U. L.: Nous avions planifié deux médailles, mais les plans sont parfois bien différents de la réalité. A elles deux, Lara Gut et Dominique Gisin ont terminé trois fois au 4e rang. Elles sont présentes, mais pas à la place désirée. C’est donc une déception. Toutefois, j’estime que ce n’est qu’une question de temps avant de revoir ces filles au sommet.

swissinfo.ch: L’an dernier, Hugues Ansermoz a été licencié après des Jeux olympiques sans médaille. Mauro Pini, le nouvel entraîneur des dames, est-il en danger?

U. L.: Je ne comprends pas cette question. Personne n’a jamais dû craindre pour son poste moins d’une année après son entrée en fonction.

Mauro fait un très bon travail, il a déjà marqué de son empreinte l’équipe féminine. Il a mis en place des structures adaptées chez les jeunes. Les récents Mondiaux juniors de Crans-Montana ont été couronnés de succès, c’est aussi le résultat du travail de Mauro Pini.

swissinfo.ch: Cet hiver a été marqué par le retour de Lara Gut sur les pistes. Les tensions avec la Fédération ont atteint des sommets. Vous êtes allé jusqu’à la suspendre pour deux courses. Où en sont vos relations?

U. L.: Nos relations sont très bonnes. Lara est une jeune fille de 19 ans qui doit faire face à une situation très complexe. Il est normal que nous ayons des discussions. C’est dommage que cela ait dû apparaître sur la place publique. Mais au bout de dix jours, les relations se sont normalisées. Lara est bien intégrée dans l’équipe, elle a reconnu ses erreurs.

swissinfo.ch: La Fédération n’aurait-elle pas dû refuser d’emblée la création d’une structure d’entraînement parallèle afin de s’éviter de tels ennuis?

U. L.: Le premier but de la Fédération est d’engranger des succès. C’est ce qui compte au final. Avec Lara, nous avions en mains un talent exceptionnel de 17 ans. Que devait-on faire?

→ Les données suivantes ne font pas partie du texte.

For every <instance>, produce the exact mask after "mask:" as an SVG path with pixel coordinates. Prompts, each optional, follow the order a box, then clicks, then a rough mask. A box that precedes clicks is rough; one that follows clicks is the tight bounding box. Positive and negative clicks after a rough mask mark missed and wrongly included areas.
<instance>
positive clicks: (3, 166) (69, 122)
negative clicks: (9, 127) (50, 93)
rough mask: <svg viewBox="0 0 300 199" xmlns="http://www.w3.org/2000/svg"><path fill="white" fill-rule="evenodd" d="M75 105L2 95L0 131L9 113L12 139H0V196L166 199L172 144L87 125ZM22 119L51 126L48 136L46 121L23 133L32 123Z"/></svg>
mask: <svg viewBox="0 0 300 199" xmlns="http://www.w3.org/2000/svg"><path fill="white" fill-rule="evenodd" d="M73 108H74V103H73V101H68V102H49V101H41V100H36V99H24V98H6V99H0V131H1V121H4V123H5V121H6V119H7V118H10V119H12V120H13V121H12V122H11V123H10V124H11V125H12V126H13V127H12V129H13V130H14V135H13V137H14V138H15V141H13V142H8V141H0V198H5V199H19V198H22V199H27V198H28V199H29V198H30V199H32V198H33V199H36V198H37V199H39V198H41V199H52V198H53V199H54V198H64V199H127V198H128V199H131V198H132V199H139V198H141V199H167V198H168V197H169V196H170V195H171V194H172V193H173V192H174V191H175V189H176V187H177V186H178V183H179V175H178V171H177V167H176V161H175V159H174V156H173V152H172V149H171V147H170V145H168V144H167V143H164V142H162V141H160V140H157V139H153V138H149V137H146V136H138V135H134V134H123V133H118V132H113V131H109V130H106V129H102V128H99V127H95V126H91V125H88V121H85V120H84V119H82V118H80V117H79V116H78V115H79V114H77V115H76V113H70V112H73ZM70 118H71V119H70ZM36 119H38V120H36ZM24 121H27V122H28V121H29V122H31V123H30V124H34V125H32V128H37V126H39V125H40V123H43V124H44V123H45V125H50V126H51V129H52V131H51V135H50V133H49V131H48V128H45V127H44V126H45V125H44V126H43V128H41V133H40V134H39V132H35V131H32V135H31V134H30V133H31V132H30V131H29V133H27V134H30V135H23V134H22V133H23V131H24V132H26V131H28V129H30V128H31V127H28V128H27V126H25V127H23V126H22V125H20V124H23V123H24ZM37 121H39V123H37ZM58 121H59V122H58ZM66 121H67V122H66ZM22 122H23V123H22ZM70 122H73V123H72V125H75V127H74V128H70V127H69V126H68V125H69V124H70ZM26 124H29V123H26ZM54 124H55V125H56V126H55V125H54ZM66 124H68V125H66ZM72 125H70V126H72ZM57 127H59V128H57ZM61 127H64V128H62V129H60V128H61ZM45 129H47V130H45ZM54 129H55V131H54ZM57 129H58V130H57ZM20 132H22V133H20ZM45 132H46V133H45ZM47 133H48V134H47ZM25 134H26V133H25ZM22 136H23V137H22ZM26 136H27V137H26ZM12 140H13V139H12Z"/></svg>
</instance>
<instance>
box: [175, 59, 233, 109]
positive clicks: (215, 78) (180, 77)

La forcer à rejoindre la structure officielle de Swiss-Ski, au risque de la perdre?

A long terme, le but est de la rapprocher de la Fédération. Mais c’est déjà ce qui se passe actuellement. Durant l’hiver, elle est complètement intégrée dans l’équipe. Le défi pour la Fédération est simple: disposer des meilleurs entraîneurs afin que les filles aient envie de s’entraîner au sein de la Fédération.

swissinfo.ch: Vous évoquiez les récents Mondiaux juniors de Crans-Montana, lors desquels la Suisse a récolté 11 médailles. De bon augure pour la suite?

U. L.: Ce sont des signaux très positifs pour l’avenir. Il faut désormais amener ces jeunes talents aussi rapidement que possible en Coupe du monde. Des jeunes coureurs comme Pinturault (France), Curtoni (Italie) et Sejersted (Norvège) ont fait le pas très vite et ont obtenu de bons résultats aux Mondiaux.

swissinfo.ch: La Suisse a longtemps pris du retard sur son voisin autrichien en matière de promotion de la relève. Le fossé a-t-il été comblé ces dernières années?

U. L.: Les Autrichiens possédaient longtemps deux pas d’avance. Notre priorité était de rattraper ce retard. A la vue des résultats des derniers Mondiaux juniors, il est possible d’affirmer que nous avons réussi cette mission.

En combiné, une discipline qui inclut chez les juniors le géant, le slalom et la descente, les Suisses ont récolté cinq des six médailles possibles à Crans-Montana. Une preuve de la polyvalence de nos jeunes athlètes.

swissinfo.ch: La promotion du ski pour tous fait également partie de vos priorités. Comment comptez-vous vous y prendre?

U. L.: Lorsque je suis arrivé à la présidence de Swiss-Ski, mon premier objectif était de ramener nos vedettes au meilleur niveau. Car sans le succès, le peuple et les sponsors ne suivent pas derrière.

Actuellement, nous avons atteint cet objectif et nous pouvons désormais nous pencher sur les étages inférieurs. Nous avons les moyens et les infrastructures pour faire progresser le sport de loisirs. Une stratégie a été adoptée en ce sens et sera réalisée d’ici quatre ans.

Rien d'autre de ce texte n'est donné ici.